Énergie & environnement
Photovoltaïque et ENAF : la QPC sur l’avis conforme de la CDPENAF écartée par le Conseil d’État

Le Conseil d’État a récemment refusé de transmettre au Conseil constitutionnel une question prioritaire de constitutionnalité (QPC) relative à l’exigence d’un avis conforme de la commission départementale de la préservation des espaces naturels, agricoles et forestiers (CDPENAF) pour les projets agrivoltaïques.
La société Verso Energy, spécialisée dans le développement de parcs photovoltaïques, contestait en effet le décret d’application de la loi APER du 10 mars 2023, créant un double régime juridique pour les projets photovoltaïques implantés sur des terres agricoles, naturelles ou forestières.
Deux régimes juridiques distincts issus de la loi APER
L’article 54 de la loi n° 2023-175 du 10 mars 2023 – loi sur l’accélération de la production d’énergies renouvelables (APER) – prévoit :
- Pour les projets agrivoltaïques, un avis conforme de la CDPENAF, qui conditionne la délivrance de l’autorisation.

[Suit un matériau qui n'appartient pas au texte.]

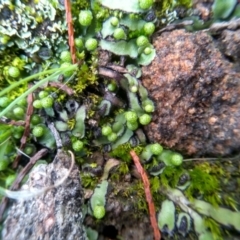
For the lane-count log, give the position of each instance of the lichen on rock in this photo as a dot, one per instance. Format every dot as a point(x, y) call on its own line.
point(196, 91)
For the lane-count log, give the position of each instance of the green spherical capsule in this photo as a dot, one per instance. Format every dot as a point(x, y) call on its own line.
point(91, 44)
point(35, 119)
point(112, 87)
point(79, 43)
point(134, 89)
point(43, 94)
point(149, 28)
point(145, 119)
point(176, 159)
point(147, 50)
point(37, 104)
point(142, 41)
point(77, 145)
point(112, 137)
point(114, 21)
point(119, 34)
point(67, 73)
point(66, 56)
point(85, 17)
point(145, 4)
point(132, 126)
point(18, 112)
point(99, 212)
point(47, 102)
point(4, 101)
point(131, 116)
point(13, 72)
point(38, 131)
point(106, 130)
point(156, 148)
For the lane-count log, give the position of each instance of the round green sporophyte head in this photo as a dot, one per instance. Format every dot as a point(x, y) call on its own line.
point(99, 212)
point(142, 41)
point(38, 131)
point(145, 119)
point(85, 17)
point(149, 28)
point(119, 34)
point(131, 117)
point(77, 145)
point(91, 44)
point(65, 56)
point(13, 72)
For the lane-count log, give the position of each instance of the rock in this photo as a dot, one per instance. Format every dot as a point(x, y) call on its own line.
point(55, 214)
point(197, 95)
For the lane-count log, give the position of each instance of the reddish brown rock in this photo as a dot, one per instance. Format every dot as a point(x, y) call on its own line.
point(197, 95)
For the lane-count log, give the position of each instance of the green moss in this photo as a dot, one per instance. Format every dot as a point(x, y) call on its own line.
point(214, 227)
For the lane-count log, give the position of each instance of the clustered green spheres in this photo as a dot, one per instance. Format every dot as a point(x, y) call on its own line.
point(145, 119)
point(38, 131)
point(65, 56)
point(99, 212)
point(114, 21)
point(13, 72)
point(149, 28)
point(91, 44)
point(145, 4)
point(85, 17)
point(142, 41)
point(119, 34)
point(77, 145)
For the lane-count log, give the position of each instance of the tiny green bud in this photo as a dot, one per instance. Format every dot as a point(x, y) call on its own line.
point(67, 73)
point(13, 72)
point(91, 44)
point(156, 148)
point(85, 17)
point(145, 4)
point(176, 159)
point(149, 28)
point(132, 126)
point(147, 50)
point(37, 104)
point(79, 43)
point(106, 130)
point(47, 102)
point(142, 41)
point(145, 119)
point(134, 89)
point(114, 21)
point(77, 145)
point(131, 116)
point(111, 87)
point(18, 112)
point(4, 101)
point(66, 56)
point(112, 137)
point(35, 119)
point(149, 108)
point(99, 212)
point(43, 94)
point(119, 34)
point(38, 131)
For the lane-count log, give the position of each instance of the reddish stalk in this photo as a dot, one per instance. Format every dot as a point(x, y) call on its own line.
point(151, 207)
point(70, 30)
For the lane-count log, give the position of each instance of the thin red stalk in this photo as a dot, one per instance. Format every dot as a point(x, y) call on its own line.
point(70, 30)
point(151, 207)
point(26, 129)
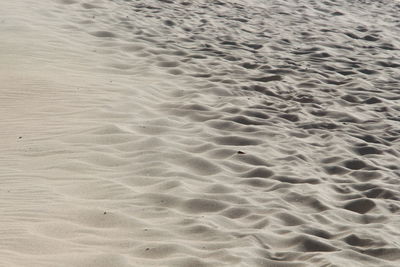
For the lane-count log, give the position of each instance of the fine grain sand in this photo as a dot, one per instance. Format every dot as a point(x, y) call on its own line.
point(199, 133)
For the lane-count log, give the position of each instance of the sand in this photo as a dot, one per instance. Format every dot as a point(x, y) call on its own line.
point(199, 133)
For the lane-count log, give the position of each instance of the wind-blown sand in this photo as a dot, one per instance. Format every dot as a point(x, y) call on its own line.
point(199, 133)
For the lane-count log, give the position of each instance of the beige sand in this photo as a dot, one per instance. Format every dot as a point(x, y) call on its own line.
point(199, 133)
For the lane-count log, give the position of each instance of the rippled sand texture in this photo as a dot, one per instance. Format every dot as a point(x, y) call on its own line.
point(199, 133)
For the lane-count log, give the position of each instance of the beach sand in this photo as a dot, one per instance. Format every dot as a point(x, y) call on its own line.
point(199, 133)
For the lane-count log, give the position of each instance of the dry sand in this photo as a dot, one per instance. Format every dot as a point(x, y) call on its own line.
point(199, 133)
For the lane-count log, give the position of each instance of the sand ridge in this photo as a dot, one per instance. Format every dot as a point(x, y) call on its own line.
point(202, 133)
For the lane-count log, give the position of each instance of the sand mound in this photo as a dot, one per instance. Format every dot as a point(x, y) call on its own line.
point(200, 133)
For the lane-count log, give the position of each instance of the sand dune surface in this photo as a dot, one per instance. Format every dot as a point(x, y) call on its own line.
point(199, 133)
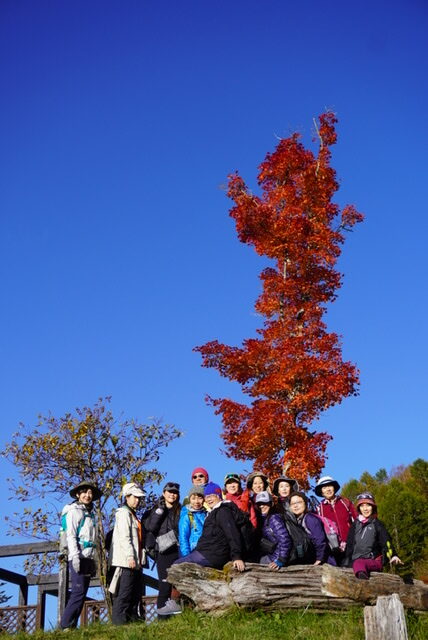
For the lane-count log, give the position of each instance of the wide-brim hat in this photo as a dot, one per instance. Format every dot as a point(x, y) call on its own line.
point(324, 482)
point(291, 481)
point(86, 484)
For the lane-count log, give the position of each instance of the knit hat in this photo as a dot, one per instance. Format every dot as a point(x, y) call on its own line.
point(199, 470)
point(232, 477)
point(263, 497)
point(365, 498)
point(172, 487)
point(132, 489)
point(294, 485)
point(196, 491)
point(86, 484)
point(324, 482)
point(212, 488)
point(257, 474)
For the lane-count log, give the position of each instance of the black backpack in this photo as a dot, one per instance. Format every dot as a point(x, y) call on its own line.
point(245, 528)
point(302, 551)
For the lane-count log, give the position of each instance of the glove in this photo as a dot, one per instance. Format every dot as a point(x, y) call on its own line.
point(75, 562)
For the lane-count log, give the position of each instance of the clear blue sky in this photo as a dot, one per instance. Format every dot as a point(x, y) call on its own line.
point(120, 121)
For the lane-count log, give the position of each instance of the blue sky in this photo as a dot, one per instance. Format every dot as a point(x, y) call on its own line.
point(120, 122)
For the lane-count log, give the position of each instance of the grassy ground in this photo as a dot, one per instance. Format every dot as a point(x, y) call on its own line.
point(239, 625)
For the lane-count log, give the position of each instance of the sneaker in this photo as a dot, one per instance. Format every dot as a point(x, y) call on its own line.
point(170, 608)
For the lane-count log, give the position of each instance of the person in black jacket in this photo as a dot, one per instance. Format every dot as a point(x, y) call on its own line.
point(162, 523)
point(369, 545)
point(220, 541)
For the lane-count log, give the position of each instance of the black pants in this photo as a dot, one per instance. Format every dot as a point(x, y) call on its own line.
point(164, 561)
point(128, 597)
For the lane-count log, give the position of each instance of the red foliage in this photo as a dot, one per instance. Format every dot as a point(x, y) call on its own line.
point(294, 369)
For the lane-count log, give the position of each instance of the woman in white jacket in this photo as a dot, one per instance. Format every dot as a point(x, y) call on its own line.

- Pour les projets photovoltaïques simplement compatibles avec l’activité agricole, pastorale ou forestière, un avis simple de la CDPENAF, sauf en période transitoire, dans l’attente de l’adoption des documents-cadres (C. urb., art. L. 111-31).
C’est cette différence de régime qui a conduit la société requérante à déposer une QPC, en invoquant une atteinte aux droits et libertés garantis par la Constitution.
Argumentaire de la société requérante
Selon la société requérante, l’exigence d’un avis conforme :
- transférait indûment à la CDPENAF une part du pouvoir d’autorisation normalement confié à l’administration,
- liait l’autorité administrative à l’avis d’un organisme perçu comme « non impartial », dès lors que ses membres se prononcent essentiellement au regard de l’objectif de protection des sols agricoles, forestiers et naturels, sans réelle prise en compte des enjeux liés à la transition énergétique.
La présence de représentants issus de chambres d’agriculture, parfois directement impliquées dans l’étude agricole préalable d’un projet, était notamment mise en avant comme un facteur de partialité.
La position du Conseil d’État : grief non sérieux
Le Conseil d’État écarte ces arguments et considère que :
- les garanties posées par l’article 16 de la Déclaration des droits de l’Homme et du Citoyen ne s’appliquent pas à une autorité administrative qui ne rend qu’un avis, même conforme ;
- la participation de représentants issus de catégories professionnelles déterminées n’est pas, en soi, de nature à créer une partialité institutionnelle ;
- les membres de la CDPENAF sont, par ailleurs, soumis à des obligations d’impartialité et de transparence imposées par la loi.
Ainsi, une éventuelle suspicion de conflit d’intérêts pourra uniquement être examinée au cas par cas devant les juges du fond, mais ne saurait fonder le renvoi d’une QPC.
Compétence limitée de la CDPENAF
Le Conseil d’État en profite également pour rappeler que la CDPENAF ne peut pas :
- se prononcer sur la durée des autorisations,
- imposer aux exploitants des garanties financières spécifiques,
- ni réglementer les modalités de démantèlement des installations.
Son rôle doit rester limité à l’appréciation de l’impact des projets sur les espaces naturels, agricoles et forestiers.
Un signal fort pour les projets agrivoltaïques
Cette décision confirme la solidité du dispositif instauré par la loi APER : l’avis conforme de la CDPENAF reste une étape incontournable pour les développeurs de projets agrivoltaïques. Les porteurs de projets devront donc intégrer, très en amont, une analyse fine de la compatibilité de leur installation avec les objectifs de préservation des sols agricoles et naturels.